In contrast to our findings in Sudan, Eritrea was the country in our sample with the lowest overall prevalence of hypertension and lowest population mean values for systolic and diastolic blood pressure. As few large comparative studies have examined the relatively better performance of Eritrea compared with other African countries, few objective data are available on potential drivers of these differences. However, a qualitative study in Eritrea identified individual knowledge about hypertension, family support, dedication of healthcare professionals, and free supply of antihypertensive medication through initiatives by the Eritrean Ministry of Health as facilitators of successful personal hypertension management (45). While Eritrea’s comparatively low population-level blood pressure may reflect both biological factors and health system measures, further mixed-methods studies are needed to identify opportunities for other countries to adapt successful management models.

The high prevalence of undiagnosed stage I and II hypertension indicates a critical need to integrate screening strategies into the current non-communicable disease (NCD) service framework; unfortunately, a 2020 analysis of 47 countries in the WHO African Region indicate that many fall short of the recommended targets for incorporating NCD management into existing primary health care systems (46). This highlights a need to transition from vertical disease- or condition-oriented health delivery programs (e.g., aimed at HIV or prenatal care) to horizontal programs that holistically address individual and population health needs by leveraging existing infrastructure (47). Specifically, examples of integrated care for the HIV population that also address cardiovascular and metabolic risk factors could be adapted for the general population (48), while other populations that are more likely to seek regular care, such as pregnant women, could be screened for hypertension during their routine visits . The latter is particularly relevant, as a recent meta-analysis suggests that hypertensive disorders of pregnancy, which are associated with significant peripartum and long-term complications, are present in as much as 10% of women in Africa (49).

In line with prior studies, we also observed that hypertension was markedly underdiagnosed in younger individuals, and particularly among young men, in many Sub-Saharan African countries, but that older individuals and women were more likely to be diagnosed/aware (50). This likely reflects demographic differences in health care utilization in many low- and middle-income countries. In a South African study, younger individuals were less likely to seek routine preventive care, and females were significantly more likely to seek health care compared with males; younger females are also more likely to interface with the health care system via antenatal care, during which most women undergo blood pressure screening (51). Although diagnosed and undiagnosed stage I or II hypertension was more prevalent among older age groups in our study, prevalence among the youngest still exceeded 25% for nearly every country in our sample for both sexes. This emphasizes the need to also develop population-based screening protocols tailored toward younger age groups.

The prevalence of isolated diastolic hypertension has not been previously described in Sub-Saharan Africa. Although we noted a relatively high prevalence of mild isolated diastolic hypertension (80–89 mmHg) in some countries, a 2017 study in the US did not find this degree of diastolic hypertension to be associated with an increased risk of cardiovascular or kidney disease (52). However, a much longer longitudinal study of younger individuals noted that even mild isolated diastolic hypertension (80–89 mmHg) was associated with a significantly increased risk of incident cardiovascular events (53). Isolated diastolic hypertension at the higher threshold (≥90 mmHg), which has been associated with incident CVD events, had a relatively low prevalence across most countries in our study. Further prospective studies are needed to understand the implications of isolated diastolic hypertension at various thresholds and for different settings.

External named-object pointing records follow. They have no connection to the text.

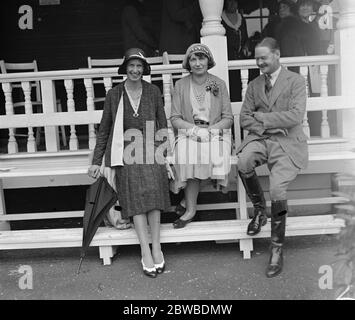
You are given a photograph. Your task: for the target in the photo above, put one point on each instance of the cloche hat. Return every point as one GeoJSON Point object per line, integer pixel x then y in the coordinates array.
{"type": "Point", "coordinates": [134, 53]}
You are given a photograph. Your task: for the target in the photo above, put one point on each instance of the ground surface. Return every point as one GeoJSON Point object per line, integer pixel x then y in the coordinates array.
{"type": "Point", "coordinates": [204, 270]}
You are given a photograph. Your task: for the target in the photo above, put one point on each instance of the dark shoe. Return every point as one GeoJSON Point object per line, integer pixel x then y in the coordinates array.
{"type": "Point", "coordinates": [178, 224]}
{"type": "Point", "coordinates": [150, 272]}
{"type": "Point", "coordinates": [275, 262]}
{"type": "Point", "coordinates": [180, 210]}
{"type": "Point", "coordinates": [256, 223]}
{"type": "Point", "coordinates": [160, 267]}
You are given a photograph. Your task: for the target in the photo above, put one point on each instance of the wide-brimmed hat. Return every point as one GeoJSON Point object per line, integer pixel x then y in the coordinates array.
{"type": "Point", "coordinates": [198, 48]}
{"type": "Point", "coordinates": [134, 53]}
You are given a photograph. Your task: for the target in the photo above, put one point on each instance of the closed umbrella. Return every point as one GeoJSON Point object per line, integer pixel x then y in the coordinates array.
{"type": "Point", "coordinates": [100, 197]}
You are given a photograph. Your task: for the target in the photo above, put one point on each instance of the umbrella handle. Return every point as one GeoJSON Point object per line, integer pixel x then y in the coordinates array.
{"type": "Point", "coordinates": [79, 267]}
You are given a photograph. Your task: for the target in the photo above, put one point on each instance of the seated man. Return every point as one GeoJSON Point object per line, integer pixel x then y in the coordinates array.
{"type": "Point", "coordinates": [272, 112]}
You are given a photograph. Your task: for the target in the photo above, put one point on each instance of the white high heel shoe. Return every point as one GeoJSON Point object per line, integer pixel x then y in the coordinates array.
{"type": "Point", "coordinates": [150, 272]}
{"type": "Point", "coordinates": [160, 267]}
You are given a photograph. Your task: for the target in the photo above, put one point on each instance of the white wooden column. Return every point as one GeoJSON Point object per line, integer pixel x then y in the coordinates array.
{"type": "Point", "coordinates": [345, 48]}
{"type": "Point", "coordinates": [49, 106]}
{"type": "Point", "coordinates": [69, 87]}
{"type": "Point", "coordinates": [213, 35]}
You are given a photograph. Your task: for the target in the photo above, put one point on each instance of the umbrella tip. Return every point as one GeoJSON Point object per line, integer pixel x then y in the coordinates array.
{"type": "Point", "coordinates": [81, 261]}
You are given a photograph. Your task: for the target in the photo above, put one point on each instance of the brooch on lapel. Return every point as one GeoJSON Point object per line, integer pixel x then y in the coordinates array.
{"type": "Point", "coordinates": [213, 87]}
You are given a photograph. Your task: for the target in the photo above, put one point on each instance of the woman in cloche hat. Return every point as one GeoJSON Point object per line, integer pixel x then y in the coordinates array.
{"type": "Point", "coordinates": [142, 184]}
{"type": "Point", "coordinates": [202, 116]}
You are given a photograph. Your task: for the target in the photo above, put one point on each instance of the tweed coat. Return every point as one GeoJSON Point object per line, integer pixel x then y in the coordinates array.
{"type": "Point", "coordinates": [284, 109]}
{"type": "Point", "coordinates": [150, 96]}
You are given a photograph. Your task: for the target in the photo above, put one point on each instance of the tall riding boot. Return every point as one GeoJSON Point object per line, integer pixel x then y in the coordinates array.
{"type": "Point", "coordinates": [256, 195]}
{"type": "Point", "coordinates": [278, 228]}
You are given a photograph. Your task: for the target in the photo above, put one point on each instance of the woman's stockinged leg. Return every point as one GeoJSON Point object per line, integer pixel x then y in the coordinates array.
{"type": "Point", "coordinates": [191, 192]}
{"type": "Point", "coordinates": [141, 228]}
{"type": "Point", "coordinates": [154, 223]}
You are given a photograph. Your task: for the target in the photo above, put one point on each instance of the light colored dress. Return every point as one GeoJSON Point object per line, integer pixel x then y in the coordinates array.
{"type": "Point", "coordinates": [201, 160]}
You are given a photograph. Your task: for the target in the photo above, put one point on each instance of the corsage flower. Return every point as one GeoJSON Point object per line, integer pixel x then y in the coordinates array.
{"type": "Point", "coordinates": [213, 87]}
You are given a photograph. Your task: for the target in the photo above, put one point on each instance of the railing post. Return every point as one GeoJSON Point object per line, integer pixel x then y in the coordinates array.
{"type": "Point", "coordinates": [4, 225]}
{"type": "Point", "coordinates": [31, 143]}
{"type": "Point", "coordinates": [213, 35]}
{"type": "Point", "coordinates": [49, 106]}
{"type": "Point", "coordinates": [12, 146]}
{"type": "Point", "coordinates": [344, 46]}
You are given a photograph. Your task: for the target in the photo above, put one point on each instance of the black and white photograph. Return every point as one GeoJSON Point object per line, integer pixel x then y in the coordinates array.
{"type": "Point", "coordinates": [177, 156]}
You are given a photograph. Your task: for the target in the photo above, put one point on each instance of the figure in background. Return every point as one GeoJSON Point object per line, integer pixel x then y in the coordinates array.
{"type": "Point", "coordinates": [137, 28]}
{"type": "Point", "coordinates": [131, 108]}
{"type": "Point", "coordinates": [180, 25]}
{"type": "Point", "coordinates": [307, 11]}
{"type": "Point", "coordinates": [295, 37]}
{"type": "Point", "coordinates": [202, 116]}
{"type": "Point", "coordinates": [272, 113]}
{"type": "Point", "coordinates": [237, 35]}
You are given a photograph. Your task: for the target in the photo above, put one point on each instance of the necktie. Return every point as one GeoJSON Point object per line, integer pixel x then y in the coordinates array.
{"type": "Point", "coordinates": [268, 85]}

Strengths and limitations.

This represents a novel up-to-date multi-country analysis of early-stage hypertension from Sub-Saharan Africa, incorporating different diagnostic thresholds from both the ACC/AHA and the World Hypertension Guidelines (2, 37). Our results are in line with previously published estimates of stage II hypertension prevalence in the region, and we newly report on stage I hypertension (3136). The household survey methodology and the sample weights applied to estimate prevalence allow for between-country comparisons and mitigate selection bias in populations that could account for trends in the age- and sex-specific analyses.

Despite the standardized survey instrument and collection of biometric data, there may have been differences in how questions were phrased or translated into local languages and, in particular, how blood pressure was measured, including variation in equipment across locations. Although the standard STEPS methodology advises measuring blood pressure after the respondent has sat quietly for 15 minutes with legs uncrossed and an empty bladder, consistently implementing all these steps is often challenging even in highly resourced settings. Fluctuations in blood pressure due to such non-sampling error may have led to artificially elevated measurements, and thus overestimated the burden of undiagnosed hypertension; if these effects were not uniform across locations, they could also account for the variation in our estimates between countries.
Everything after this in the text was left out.